On Oct 12, 2011, at 2:03 PM, Håkon Wium Lie wrote:

> Also sprach Brad Kemper:
> 
>>>> Paged Media currently always sends the block-axis overflow (or
>>>> vertical-axis, I dunno which) to the next page.  Inline (/horizontal)
>>>> overflow is hidden.  Presumably this should work the same.
>>> 
>>> Yes, it should work the same. But it should only be specified in one place. 
>> 
>> So, do we need an 'overflow-block-axis' that overrides 'overflow-x'
>> or 'overflow-y' depending on the block progression direction?
> 
> I don't understand what we would use it for. 
> 
> Opera's implementation is, in principle, quite simple. We reuse the
> multicol code and lay out the content of the element according to:
> 
>  http://www.w3.org/TR/css3-multicol/#pagination-and-overflow-outside-multicol
> 
> Now, if 'overflow: paged-*' is set (instead of 'overflow: visible' in
> the example), we create new pages from the overflow columns. These new
> pages are laid out according to the paged-* value. For example, if the
> language is RTL and 'overflow: paged-x' is set, pages are laid out
> leftwards. If 'overflow: paged-y' is set, pages are laid out downwards.
> 

I think that's a really weird way of thinking about pagination. You're effectively creating pagination slices along the inline axis instead of the block axis. I think that's pretty strange, and it isn't how columns in a document would lay out conceptually when printing them.

Imagine that I used this paged-x overflow value but didn't use columns. Now you've got this whole new pagination model to define (i.e., how do you paginate in the inline direction). This does not make much sense to me.

Basically it feels like you're trying to formalize a "hack", which is - to be fair - what we do in iBooks as well, which is create a horizontal strip using CSS multicol and then slide along it to show pages (either 1 column being shown or 2 columns being shown depending on orientation). However, in iBooks we've been hoping to move away from this model in favor of a better-defined pagination model that isn't built on columns but is built on pages instead.

> I don't see a need for a new property to achieve what I want.

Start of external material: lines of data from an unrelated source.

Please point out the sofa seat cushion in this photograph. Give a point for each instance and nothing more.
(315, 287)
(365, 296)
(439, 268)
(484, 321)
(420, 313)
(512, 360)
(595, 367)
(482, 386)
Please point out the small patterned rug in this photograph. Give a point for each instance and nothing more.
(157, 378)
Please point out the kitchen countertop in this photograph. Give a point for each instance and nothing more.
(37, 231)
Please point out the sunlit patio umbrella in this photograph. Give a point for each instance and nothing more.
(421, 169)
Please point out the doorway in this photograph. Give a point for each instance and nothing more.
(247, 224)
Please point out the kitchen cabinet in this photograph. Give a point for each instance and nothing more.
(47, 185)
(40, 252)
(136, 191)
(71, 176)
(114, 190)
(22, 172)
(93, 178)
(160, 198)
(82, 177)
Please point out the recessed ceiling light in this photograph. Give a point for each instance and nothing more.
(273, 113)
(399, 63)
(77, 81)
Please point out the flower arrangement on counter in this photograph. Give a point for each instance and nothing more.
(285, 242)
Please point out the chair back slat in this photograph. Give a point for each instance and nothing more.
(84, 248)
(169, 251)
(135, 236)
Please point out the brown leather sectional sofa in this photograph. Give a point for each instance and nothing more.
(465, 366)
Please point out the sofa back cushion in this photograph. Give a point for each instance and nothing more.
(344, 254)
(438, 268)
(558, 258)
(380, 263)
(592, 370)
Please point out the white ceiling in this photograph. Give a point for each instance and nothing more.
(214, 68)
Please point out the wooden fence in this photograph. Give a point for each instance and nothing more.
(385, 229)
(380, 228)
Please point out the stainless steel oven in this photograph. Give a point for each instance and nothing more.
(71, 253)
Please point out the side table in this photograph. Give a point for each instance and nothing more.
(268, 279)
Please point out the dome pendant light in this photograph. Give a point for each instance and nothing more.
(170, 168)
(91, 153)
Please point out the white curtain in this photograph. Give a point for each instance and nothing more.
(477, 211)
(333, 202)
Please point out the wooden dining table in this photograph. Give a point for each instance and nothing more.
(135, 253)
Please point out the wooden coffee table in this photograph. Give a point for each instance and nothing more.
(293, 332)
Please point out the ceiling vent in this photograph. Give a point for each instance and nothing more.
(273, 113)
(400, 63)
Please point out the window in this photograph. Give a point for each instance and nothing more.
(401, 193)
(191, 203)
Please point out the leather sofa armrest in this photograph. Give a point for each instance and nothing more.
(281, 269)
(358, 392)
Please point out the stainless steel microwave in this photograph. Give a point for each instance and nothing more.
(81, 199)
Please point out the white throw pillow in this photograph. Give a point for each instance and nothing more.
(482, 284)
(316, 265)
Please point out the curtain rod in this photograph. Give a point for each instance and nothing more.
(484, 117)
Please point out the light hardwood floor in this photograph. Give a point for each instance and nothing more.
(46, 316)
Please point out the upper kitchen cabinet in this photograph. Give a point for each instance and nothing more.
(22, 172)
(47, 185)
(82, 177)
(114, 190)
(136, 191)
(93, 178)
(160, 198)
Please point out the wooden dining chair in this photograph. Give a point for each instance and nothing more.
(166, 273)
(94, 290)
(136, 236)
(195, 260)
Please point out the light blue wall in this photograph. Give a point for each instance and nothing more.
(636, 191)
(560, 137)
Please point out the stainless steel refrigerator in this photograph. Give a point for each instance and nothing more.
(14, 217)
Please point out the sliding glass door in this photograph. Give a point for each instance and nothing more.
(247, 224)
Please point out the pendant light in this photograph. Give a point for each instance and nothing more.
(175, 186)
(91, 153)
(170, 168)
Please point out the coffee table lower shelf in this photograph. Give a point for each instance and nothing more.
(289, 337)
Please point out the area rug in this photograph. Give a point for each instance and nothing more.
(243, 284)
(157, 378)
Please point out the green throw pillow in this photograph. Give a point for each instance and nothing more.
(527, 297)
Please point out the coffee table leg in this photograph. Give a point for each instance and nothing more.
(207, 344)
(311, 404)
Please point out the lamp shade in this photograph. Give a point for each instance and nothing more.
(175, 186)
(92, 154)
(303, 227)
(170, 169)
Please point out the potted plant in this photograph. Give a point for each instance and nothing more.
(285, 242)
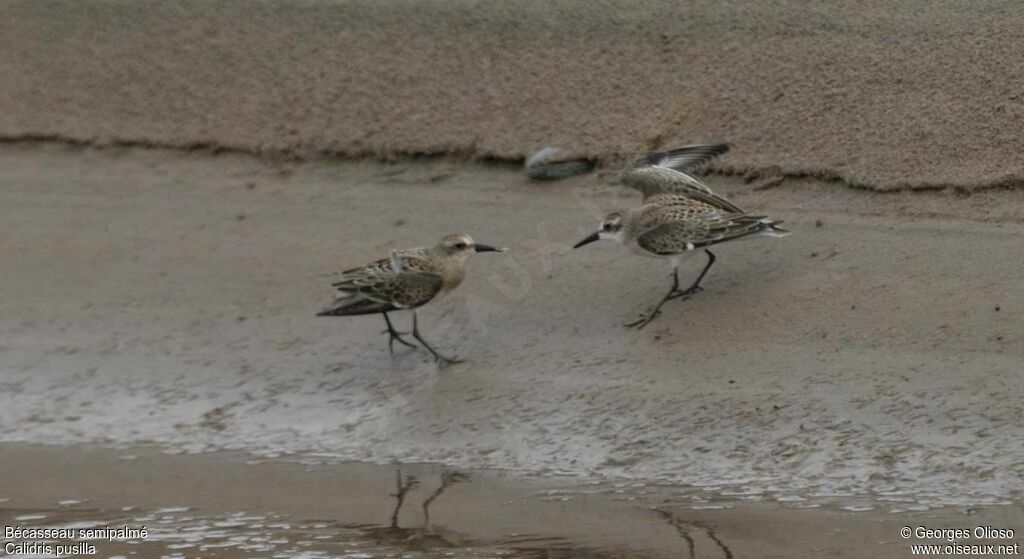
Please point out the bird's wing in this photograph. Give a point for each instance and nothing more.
(685, 159)
(673, 229)
(685, 197)
(416, 282)
(671, 172)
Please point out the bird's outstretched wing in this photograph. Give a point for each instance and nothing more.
(378, 287)
(685, 159)
(671, 171)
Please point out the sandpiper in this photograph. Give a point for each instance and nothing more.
(679, 215)
(408, 280)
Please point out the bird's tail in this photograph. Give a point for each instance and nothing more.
(770, 227)
(352, 305)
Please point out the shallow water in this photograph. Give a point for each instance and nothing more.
(233, 506)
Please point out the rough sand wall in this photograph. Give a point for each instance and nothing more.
(882, 94)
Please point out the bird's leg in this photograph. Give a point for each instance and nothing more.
(645, 319)
(441, 359)
(696, 285)
(393, 335)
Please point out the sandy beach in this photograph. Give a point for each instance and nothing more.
(155, 296)
(180, 182)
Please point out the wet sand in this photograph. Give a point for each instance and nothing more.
(163, 297)
(224, 505)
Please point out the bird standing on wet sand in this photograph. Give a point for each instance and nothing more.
(408, 280)
(679, 215)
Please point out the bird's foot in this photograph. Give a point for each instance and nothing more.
(443, 361)
(395, 336)
(685, 294)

Am I
> missing something?


I think we should not be attempting to define pagination as ever happening along the inline axis of a box. I just don't think that is something we should be getting into, as it really only works in this case because you used multicolumn layout and so have a clear sense of where you can draw the pagination boundaries. For all other layout models, paginating along the inline axis is pretty bizarre.

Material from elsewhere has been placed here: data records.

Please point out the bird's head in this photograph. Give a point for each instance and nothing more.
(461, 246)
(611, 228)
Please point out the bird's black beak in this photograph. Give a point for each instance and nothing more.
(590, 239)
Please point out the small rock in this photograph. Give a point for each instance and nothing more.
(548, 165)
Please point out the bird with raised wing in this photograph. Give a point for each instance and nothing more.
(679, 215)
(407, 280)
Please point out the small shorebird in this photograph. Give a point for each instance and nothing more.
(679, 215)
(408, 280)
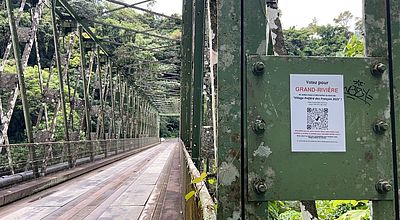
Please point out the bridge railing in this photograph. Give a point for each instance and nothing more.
(201, 205)
(17, 164)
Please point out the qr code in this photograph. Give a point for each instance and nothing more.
(317, 118)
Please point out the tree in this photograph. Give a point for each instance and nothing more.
(344, 19)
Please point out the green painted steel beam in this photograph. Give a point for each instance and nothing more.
(123, 7)
(83, 23)
(394, 69)
(145, 10)
(133, 30)
(198, 68)
(229, 190)
(254, 31)
(187, 72)
(376, 45)
(170, 114)
(22, 88)
(60, 79)
(85, 85)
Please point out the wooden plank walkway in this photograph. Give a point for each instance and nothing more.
(146, 185)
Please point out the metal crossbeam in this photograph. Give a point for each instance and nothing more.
(123, 7)
(145, 10)
(83, 23)
(133, 30)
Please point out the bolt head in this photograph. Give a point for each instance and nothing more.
(259, 126)
(383, 186)
(258, 68)
(261, 187)
(381, 127)
(379, 69)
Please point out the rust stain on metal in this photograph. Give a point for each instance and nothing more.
(235, 138)
(234, 154)
(368, 156)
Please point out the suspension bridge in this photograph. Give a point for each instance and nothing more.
(84, 86)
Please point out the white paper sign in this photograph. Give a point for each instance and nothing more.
(317, 113)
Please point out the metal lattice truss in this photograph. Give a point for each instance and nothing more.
(157, 78)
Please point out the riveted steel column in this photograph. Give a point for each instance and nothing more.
(121, 104)
(112, 105)
(198, 81)
(60, 79)
(254, 33)
(229, 189)
(22, 89)
(186, 74)
(376, 45)
(100, 74)
(394, 69)
(85, 85)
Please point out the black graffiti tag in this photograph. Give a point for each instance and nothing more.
(357, 91)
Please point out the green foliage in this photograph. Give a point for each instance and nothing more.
(169, 127)
(327, 210)
(355, 47)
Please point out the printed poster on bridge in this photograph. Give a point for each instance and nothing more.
(317, 113)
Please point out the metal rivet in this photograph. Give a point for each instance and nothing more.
(258, 68)
(380, 127)
(260, 187)
(383, 186)
(379, 69)
(259, 126)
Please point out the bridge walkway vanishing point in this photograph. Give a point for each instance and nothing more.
(146, 185)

I think pagination should always be along the block axis of a box, but that - for coordinate purposes - it would be acceptable to define how the pages are placed inside a box (even though you only see one at a time). For example it would be ok to say that the pages of a box are in a horizontal strip going from left to right even though you paginated along the block axis.

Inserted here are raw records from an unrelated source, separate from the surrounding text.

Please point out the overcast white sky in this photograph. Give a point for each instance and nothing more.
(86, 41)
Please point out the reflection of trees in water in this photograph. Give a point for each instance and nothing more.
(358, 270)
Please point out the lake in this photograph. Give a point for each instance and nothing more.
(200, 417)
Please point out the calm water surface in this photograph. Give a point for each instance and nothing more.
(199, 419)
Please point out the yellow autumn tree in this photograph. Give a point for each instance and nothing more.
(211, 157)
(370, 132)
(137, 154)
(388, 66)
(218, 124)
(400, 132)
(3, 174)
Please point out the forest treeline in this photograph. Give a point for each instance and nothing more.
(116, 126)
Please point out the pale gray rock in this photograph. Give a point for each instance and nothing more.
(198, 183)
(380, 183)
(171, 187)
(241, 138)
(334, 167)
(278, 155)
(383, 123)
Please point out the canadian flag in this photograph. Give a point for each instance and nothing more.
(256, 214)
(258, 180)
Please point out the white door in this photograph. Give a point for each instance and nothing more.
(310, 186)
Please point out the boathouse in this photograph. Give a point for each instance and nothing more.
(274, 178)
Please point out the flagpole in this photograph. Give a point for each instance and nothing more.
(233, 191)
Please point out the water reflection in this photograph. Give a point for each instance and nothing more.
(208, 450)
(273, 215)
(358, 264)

In other words, I think pagination should always be along the block axis, but that page placement could perhaps be controllable. Maybe that's what you really mean with this syntax?. It's certainly a valid interpretation to state that paged-x and paged-y are only about paged placement, and that once paginated you always paginate along the block axis (knowing that instead of putting columns in a strip, you'd break them up and move them to the next page).

Basically as long as you tell me that if no multicol is used that I still can paginate pages and have them placed in a horizontal strip using paged-x, but that the pagination happened along the block axis, then I think we're not too far off from one another. If you tell me that the inline overflow is what should be paginated, then we have a problem, since I think that makes no sense.